Her arms strapped around him tight, and she sobbed into his shoulder. The spectre walked right through them and the closed door behind them.
A mere moment later, the lights flickered back on. The sound of the TV picked up from downstairs. Bao and Harriet remained as they were together.
“So… did we fight that off by being brave…?” Kendal asked the rest of us.
“Looks like it, I suppose…” I replied, a little cautiously.
“We don’t have to watch any more… we can put on anything you want…” Bao assured his girlfriend gently.

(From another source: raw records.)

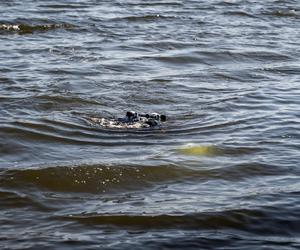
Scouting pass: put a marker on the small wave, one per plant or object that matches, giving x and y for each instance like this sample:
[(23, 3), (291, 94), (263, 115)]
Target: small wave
[(144, 18), (239, 13), (122, 178), (282, 13), (11, 199), (93, 179), (210, 150), (28, 29), (256, 220)]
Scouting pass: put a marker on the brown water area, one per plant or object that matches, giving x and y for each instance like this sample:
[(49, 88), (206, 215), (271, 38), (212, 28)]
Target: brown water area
[(221, 173)]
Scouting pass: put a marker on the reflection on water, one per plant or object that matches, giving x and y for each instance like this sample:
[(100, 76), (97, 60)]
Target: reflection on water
[(222, 171)]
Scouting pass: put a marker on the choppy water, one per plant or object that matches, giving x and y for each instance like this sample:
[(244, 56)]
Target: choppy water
[(223, 173)]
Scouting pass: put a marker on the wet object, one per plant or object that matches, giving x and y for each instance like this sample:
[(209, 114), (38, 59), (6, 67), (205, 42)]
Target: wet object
[(132, 120)]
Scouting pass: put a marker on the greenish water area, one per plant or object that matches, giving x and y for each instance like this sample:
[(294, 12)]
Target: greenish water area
[(221, 173)]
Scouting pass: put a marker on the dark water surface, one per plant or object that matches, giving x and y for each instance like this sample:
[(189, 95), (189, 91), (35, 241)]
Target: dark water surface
[(223, 173)]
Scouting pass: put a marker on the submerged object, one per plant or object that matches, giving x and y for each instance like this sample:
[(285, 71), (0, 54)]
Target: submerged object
[(132, 119)]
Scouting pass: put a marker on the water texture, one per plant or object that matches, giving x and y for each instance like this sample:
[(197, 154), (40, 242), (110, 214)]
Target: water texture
[(223, 171)]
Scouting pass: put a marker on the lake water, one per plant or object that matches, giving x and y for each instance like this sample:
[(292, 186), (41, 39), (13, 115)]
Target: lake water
[(221, 173)]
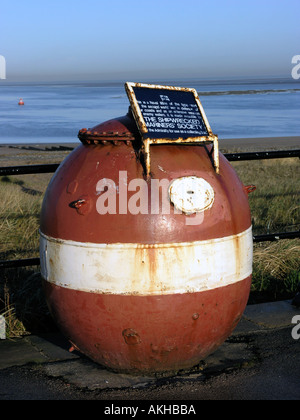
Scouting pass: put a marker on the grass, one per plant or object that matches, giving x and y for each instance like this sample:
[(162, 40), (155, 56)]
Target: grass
[(274, 207)]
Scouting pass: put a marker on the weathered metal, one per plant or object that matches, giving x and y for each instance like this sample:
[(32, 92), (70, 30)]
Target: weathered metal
[(140, 276)]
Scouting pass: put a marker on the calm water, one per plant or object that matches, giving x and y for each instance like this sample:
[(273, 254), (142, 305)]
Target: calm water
[(54, 112)]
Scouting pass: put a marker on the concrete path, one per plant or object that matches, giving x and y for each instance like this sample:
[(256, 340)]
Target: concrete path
[(261, 360)]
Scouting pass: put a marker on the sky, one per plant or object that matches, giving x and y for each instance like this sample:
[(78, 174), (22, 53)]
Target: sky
[(132, 39)]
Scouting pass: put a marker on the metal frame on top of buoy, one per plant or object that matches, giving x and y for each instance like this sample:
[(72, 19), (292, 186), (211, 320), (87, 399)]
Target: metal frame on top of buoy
[(144, 131)]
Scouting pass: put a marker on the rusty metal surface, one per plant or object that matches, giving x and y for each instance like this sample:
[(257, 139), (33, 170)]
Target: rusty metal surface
[(148, 334), (144, 291)]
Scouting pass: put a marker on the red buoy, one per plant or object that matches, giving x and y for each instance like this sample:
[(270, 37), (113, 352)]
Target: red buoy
[(145, 274)]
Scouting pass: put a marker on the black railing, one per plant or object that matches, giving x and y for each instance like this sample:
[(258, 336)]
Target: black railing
[(233, 157)]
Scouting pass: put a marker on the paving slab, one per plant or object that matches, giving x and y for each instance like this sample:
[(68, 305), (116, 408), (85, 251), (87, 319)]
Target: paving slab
[(271, 315)]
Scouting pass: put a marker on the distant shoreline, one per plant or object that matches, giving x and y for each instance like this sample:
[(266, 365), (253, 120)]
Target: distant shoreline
[(251, 142)]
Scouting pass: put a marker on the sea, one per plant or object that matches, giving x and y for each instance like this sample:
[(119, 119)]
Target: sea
[(54, 112)]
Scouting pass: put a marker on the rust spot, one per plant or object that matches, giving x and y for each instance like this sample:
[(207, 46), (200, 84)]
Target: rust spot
[(72, 187), (131, 337), (82, 205)]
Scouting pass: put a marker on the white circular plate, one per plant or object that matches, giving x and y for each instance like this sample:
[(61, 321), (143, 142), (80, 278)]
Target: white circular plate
[(191, 194)]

“Okay…” she whimpered back.
With that, he eased her to her feet.
“Anything for you, Haribo.”
Haribo. His nickname for her, because he found her so sweet. And, he had joked, because he wanted to gobble her up. Lewd jokes had ensued.
My friend was many things, and as it turned out, when it came down to it, a decent boyfriend was one of them.
He led her back along the hallway, while the rest of us returned our weapons to the loft conversion. The six of us then made our way back downstairs.
“Sooooo,” Kendal sang, “are we putting on a non-horror flick instead? Gotta be a movie because the popcorn-”
The front door swung open with a load thud, unveiling two very corporeal figures with huge cloaks.
The six of us leapt out of our skin and screamed the house right down.
“Sorry, sorry!” Clyde’s voice insisted from beyond the veil, before pulling his hood down. “It was her idea!”
“Your faces!” the hooded Amelia cackled. “I’m sorry, it was too good to pass up!”
We spent a good ten minutes recovering from that scare. Crazy Chinese film director, eat your practical effects heart out.